For twenty years he taught managerial economics and corporate finance at INCAE, the leading Latin American graduate business school.

During the 1980s he served for five years in the board of directors of the Central American Bank for Integration (CABEI), the largest financial institution of the region. Also during the 1980s, Mayorga worked for the cause of peace in Central America, acting as executive secretary of the International Commission for Central American Recovery and Development (the Sanford Commission).
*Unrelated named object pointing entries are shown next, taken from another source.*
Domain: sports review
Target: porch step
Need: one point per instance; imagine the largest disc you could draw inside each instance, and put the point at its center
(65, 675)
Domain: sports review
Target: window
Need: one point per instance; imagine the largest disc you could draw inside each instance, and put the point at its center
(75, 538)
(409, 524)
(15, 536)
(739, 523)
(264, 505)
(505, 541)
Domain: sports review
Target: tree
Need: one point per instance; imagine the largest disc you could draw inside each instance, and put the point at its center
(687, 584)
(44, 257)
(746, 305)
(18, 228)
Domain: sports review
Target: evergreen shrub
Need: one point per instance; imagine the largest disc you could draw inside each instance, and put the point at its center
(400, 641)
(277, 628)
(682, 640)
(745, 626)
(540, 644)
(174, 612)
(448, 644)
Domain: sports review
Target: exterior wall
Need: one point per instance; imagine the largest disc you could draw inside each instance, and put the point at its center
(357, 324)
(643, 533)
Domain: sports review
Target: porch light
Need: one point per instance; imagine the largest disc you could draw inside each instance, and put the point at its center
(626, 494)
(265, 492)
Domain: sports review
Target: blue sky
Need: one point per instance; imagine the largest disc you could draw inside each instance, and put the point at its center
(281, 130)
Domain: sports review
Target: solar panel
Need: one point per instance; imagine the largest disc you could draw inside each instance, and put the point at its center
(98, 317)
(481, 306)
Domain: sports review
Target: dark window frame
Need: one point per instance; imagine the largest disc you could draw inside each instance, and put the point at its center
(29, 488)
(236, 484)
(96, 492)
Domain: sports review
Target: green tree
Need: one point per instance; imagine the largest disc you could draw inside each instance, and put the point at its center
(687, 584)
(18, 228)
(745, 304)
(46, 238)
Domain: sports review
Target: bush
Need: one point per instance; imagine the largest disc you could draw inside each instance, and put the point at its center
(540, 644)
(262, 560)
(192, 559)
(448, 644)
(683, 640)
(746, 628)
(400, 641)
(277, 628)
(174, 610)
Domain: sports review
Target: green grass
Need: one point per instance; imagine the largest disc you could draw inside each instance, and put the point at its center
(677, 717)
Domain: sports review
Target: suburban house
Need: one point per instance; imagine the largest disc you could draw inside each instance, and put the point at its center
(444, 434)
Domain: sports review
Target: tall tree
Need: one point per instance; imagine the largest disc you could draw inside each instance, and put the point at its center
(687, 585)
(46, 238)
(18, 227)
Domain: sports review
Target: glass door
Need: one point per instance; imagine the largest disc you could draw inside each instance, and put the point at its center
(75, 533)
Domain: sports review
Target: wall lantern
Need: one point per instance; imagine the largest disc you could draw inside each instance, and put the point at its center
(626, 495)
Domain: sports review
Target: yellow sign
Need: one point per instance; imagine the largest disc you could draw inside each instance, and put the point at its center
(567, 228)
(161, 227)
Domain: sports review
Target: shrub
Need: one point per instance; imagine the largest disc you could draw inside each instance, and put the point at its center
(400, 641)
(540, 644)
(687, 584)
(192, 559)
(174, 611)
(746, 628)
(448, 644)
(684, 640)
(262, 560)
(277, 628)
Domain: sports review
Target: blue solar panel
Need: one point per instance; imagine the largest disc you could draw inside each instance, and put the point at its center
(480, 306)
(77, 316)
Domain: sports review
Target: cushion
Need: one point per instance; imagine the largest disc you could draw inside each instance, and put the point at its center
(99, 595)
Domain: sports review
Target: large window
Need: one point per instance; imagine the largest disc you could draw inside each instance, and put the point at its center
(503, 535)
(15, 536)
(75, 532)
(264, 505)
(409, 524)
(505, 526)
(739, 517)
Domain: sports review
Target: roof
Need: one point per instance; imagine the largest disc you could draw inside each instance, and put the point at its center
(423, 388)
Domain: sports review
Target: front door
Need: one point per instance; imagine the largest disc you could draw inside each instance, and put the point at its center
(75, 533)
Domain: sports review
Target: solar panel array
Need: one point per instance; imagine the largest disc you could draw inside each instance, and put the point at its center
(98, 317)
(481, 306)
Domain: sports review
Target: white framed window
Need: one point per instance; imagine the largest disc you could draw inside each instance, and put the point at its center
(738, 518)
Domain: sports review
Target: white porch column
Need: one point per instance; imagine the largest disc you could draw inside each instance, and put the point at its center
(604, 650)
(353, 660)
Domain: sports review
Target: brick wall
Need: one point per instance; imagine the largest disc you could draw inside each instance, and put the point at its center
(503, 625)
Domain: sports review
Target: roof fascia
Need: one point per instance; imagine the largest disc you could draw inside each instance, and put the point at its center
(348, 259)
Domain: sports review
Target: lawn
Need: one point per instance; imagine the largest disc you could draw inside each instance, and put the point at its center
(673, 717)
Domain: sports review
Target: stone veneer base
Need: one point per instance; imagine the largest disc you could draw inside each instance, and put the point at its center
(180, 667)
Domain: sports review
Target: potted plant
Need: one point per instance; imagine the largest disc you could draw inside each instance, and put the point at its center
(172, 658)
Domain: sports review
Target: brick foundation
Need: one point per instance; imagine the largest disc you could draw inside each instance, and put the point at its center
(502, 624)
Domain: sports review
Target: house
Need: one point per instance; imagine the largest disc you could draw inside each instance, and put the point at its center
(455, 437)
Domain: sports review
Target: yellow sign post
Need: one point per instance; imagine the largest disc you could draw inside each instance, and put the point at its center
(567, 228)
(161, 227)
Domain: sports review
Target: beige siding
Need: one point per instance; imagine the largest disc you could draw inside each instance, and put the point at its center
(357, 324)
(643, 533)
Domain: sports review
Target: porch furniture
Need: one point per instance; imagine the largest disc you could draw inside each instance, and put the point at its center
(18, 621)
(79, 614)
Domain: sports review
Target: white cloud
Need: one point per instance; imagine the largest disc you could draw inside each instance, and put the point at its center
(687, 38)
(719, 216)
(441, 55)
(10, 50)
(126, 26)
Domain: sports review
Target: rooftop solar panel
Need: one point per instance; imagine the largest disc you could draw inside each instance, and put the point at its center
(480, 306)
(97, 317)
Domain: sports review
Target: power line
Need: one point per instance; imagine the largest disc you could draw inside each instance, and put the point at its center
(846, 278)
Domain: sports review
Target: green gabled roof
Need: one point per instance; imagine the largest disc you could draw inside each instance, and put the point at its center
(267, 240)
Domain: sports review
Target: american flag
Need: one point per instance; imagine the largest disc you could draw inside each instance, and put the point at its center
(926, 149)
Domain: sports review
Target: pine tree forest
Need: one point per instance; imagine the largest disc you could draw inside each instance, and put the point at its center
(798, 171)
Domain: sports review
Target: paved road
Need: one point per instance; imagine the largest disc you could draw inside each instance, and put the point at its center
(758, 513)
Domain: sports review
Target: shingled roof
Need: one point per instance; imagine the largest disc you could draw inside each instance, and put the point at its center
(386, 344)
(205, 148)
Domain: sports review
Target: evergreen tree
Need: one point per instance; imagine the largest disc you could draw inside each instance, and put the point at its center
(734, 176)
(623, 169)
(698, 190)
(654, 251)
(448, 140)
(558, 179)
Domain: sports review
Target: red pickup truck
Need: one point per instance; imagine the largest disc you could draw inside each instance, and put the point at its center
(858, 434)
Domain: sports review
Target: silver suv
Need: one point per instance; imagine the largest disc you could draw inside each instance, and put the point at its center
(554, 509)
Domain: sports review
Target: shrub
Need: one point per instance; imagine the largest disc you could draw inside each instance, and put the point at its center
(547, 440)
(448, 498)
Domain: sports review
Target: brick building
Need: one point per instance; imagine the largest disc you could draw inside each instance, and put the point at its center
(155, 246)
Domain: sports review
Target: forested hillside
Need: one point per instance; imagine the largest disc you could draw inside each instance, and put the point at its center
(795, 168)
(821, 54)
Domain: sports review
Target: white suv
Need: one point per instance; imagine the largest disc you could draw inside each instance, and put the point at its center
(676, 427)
Under the presidency of Violeta Chamorro he served as president of the Central Bank of Nicaragua in 1990, where he launched the monetary reform based on the Cordoba Oro that brought to an end the highest hyperinflation in Latin America.

In 1995 he founded Banco del Café de Nicaragua, serving as its president and CEO until the year 2000, when in the midst of a banking crisis it collapsed along with half of the Nicaraguan financial institutions.

An active Christian Democrat and opponent to the government of Arnoldo Alemán, Mayorga was prosecuted on the basis of charges which proved to be false. Mayorga was never convicted but spent two and a half years in jail as a political prisoner. He faced trial twice, assuming his own defense. Mayorga succeeded in winning his acquittal by two successive juries in 2001 and 2003. The Human Rights Commissioner of Nicaragua declared twice the violation of Mayorga's rights: one for retardation of justice and one for double jeopardy.

== Professional and academic trajectory ==

For twenty years he taught managerial economics and corporate finance at INCAE, the leading Latin American graduate business school.

In 2003 he returned to academic life as dean of the Albertus Magnus International Institute, a small private Central American organization devoted to higher learning and research in economics, finance and international business.

In 2009–2010 Mayorga was the Central American spokesman in the negotiation of the financial instrument of the Association Agreement with the European Union.

He worked at Albertus for eight years, resigning in June 2011 to serve in the board of directors of the Inter American Development Bank (IDB) in Washington. For 10 years he served as the executive director on behalf of the Central American countries in the IDB and IDBInvest boards.

Upon completing his term at the IDB Group, he agreed to serve as rector of the Universidad Privada Boliviana, (UPB) for a period of three years, to launch a transformation process to raise its standards towards a world-class university. He was also elected president of the Midwest Latin American Studies Association (MALAS) of the United States for the period 2022. During that period, he successfully faced the emergence of generative artificial intelligence, leading the adaptation of teaching activity to new technology. Mayorga concluded his rectorship in September 2024.

In 2023, he had taken the lead in the creation of the Latin American Artificial Intelligence Network (RIAL), which in one year managed to bring together more than two hundred specialists from a hundred universities in sixteen Latin American countries, serving as its president until November 2024.

From November 2024 to July 2025 he represented Central America as a senior advisor on the World Bank board of directors.

== Literary work ==
Mayorga started a literary career writing two novels in prison: La Puerta de los Mares (2001) and El Hijo de la Estrella (2003), both published in Managua by LEA Grupo Editorial. In subsequent years he occasionally published short stories and poems, returning to the novel in May 2014 with El Filatelista (Ediciones Albertus, Managua). In 2016 he published his fourth novel, Cinco estrellas (Ediciones Albertus, Managua), dealing with the ascension to power of dictator Anastasio Somoza Garcia. In 2022 he published his fifth novel, Memorias de Somoza (Editorial Nuevo Milenio, Bolivia), which narrates the visit of dictator Anastasio Somoza García and his wife Salvadora to the United States, special guests of the president. His most recent novel, El póker de los coroneles (Editorial Nuevo Milenio, Bolivia), was published in 2023, completing the trilogy on the government of the Somoza family in Nicaragua and its overthrow.

== Economic writings ==
In 2007 he published Megacapitales de Nicaragua (Managua: Ediciones Albertus), a study of the major economic groups in Nicaragua, their business strategies and their implications for economic development. His latest book, Nicaragua 2010: El Futuro de la Economía (Ediciones Albertus, 2008), is an analysis of the changing economic structure of Nicaragua as a consequence of the increased demand for biofuels and its impact on agricultural prices. Both books continue to exercise considerable influence in the debate about the Nicaraguan economy. ´
In recent years he has focused his research interests on artificial intelligence, publishing "Las fronteras del conocimiento: el ímpetu de la inteligencia artificial" (Amazon, August 2025); "La inteligencia artificial y el futuro de los negocios" (Amazon, February 2026); and "Latinoamérica en la encrucijada: los desafíos de la inteligencia artificial" (Amazon, August 2026).